Lavinya Dergisi

ŞARJIM BİTMEDEN
Bilge ERDOĞAN

Gözlerindeki parıltının her zaman ona yol gösterdiği, baktığı her şeyde yeni anlamlar, yeni hayatlar görebilen ve gördüğünü hayal dünyasında canlandıran biri.

Hayatın yeni bir başlangıç noktasındayım. Bir süredir kendime gerçekten vakit ayıramadığımı farkettim. Bedeni varlığım masada olsa da ruhani varlığım genelde reenkarnasyona girmiş gibi dolanıp duruyor. Yapmaktan hoşlandığım şeyler koşarak benden kaçıyorlar... Okuduğum yazılar yerçekimine karşı gelemeyip,uçuyorlar... Tutup durduramıyorum düşüncelerimi. Kaçırdığım bir an daha kalmasın diyerek herşeyi daha çok incelemeye başlıyorum. Kendimle baş başa kalmanın, kendimi daha yakından tanımanın duygusallığı içerisindeyim. Zaten bugüne kadar hep kalabalıklar boğmuştur beni. Etrafımda konuşan onlarca ses yığınları arasında yırtık bir cümleden soluk bulmaya çalışıyorum sürekli.
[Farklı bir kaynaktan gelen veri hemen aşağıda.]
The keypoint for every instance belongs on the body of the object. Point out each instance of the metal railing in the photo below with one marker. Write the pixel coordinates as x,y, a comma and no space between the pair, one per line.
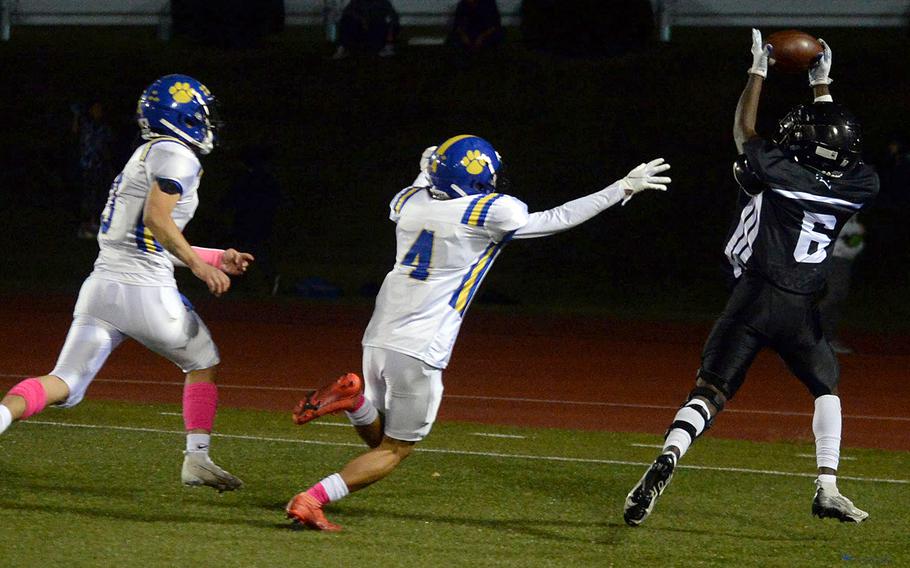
668,13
Bundandır ki ait hissedemiyorum kendimi hiçbir yere. Sanırım biraz daha büyüyorum, biraz daha farkındalıklarım artıyor, insanları/hareketleri anlamlandırmaya çalışıyorum; hayatla nasıl ve neden savaşmam gerektiği ayrımını yapmaya başlıyorum. Aslına bakarsak yaşadığımız her dönemin farklı ve kendine özgü duyguları var. Bu duygular kimi zaman gülümsetirken kimi zaman öyle sert etkiliyor ki yataktan bile çıkacak hal bırakmıyor insanda. Genelde buna "Depresyon" diyorlar ama bence hayatın bizi anlamamasına karşı verdiğimiz tepki bu duyguyu yaşama sebebimiz. Bu zamanlar da korkuyu hissediyorum her adımımda. Korkum hayata yetişebilmekte... Belki biraz da sabırsızlık var ruhumda. Herşeye yetişebilmenin, mükemmel yapabilmenin heyecanı, hırsı,stresi... Bir yandan kalıp yargılardan çıkabilme umudu. Yapmak istemediğin şeylerde eleştirilip, yapmak istediklerinde heves kırıklığı olanları geride bırakabilmekte. Ama hayatın daha bu levelini aşamadım. Bir nevi bilgisayar oyunu gibi .Bir bölümü tamamlamadan diğerine geçemiyoruz ya hani. Level'dan level'a sürüklendiğim, kimi zaman hiçbir anın kıymetini bilme farkındalığına bile iş işten geçtikten sonra eriştiğim; geçtikten sonra değerini anladığım "zaman" gibi anlarımın çoğu. Kim bilir en çok şikayet ettiğim şeyler bile belki de en çok kıymet bilmem gereken anlar ve kişilerdir. Sadece aldığım nefeste varolmak, an'ı yaşamak; bunu keşfetmek, çoğaltmak ve üretmenin hazzını yaşamak... Hayatımdaki iyiyi çoğaltmak, kötü düşünce ve dedikoduyu indirgemek. Temeli bunun gibi belli konulardan gelse de diğer bir leveli görebilmek ve bitkin çıkmamak için kendimle verdiğim sessiz savaşlardan galip çıkmaya çalışıyorum. Bundan sonraki tek hedefimse şarjım bitmeden bir sonraki levele geçebilmek.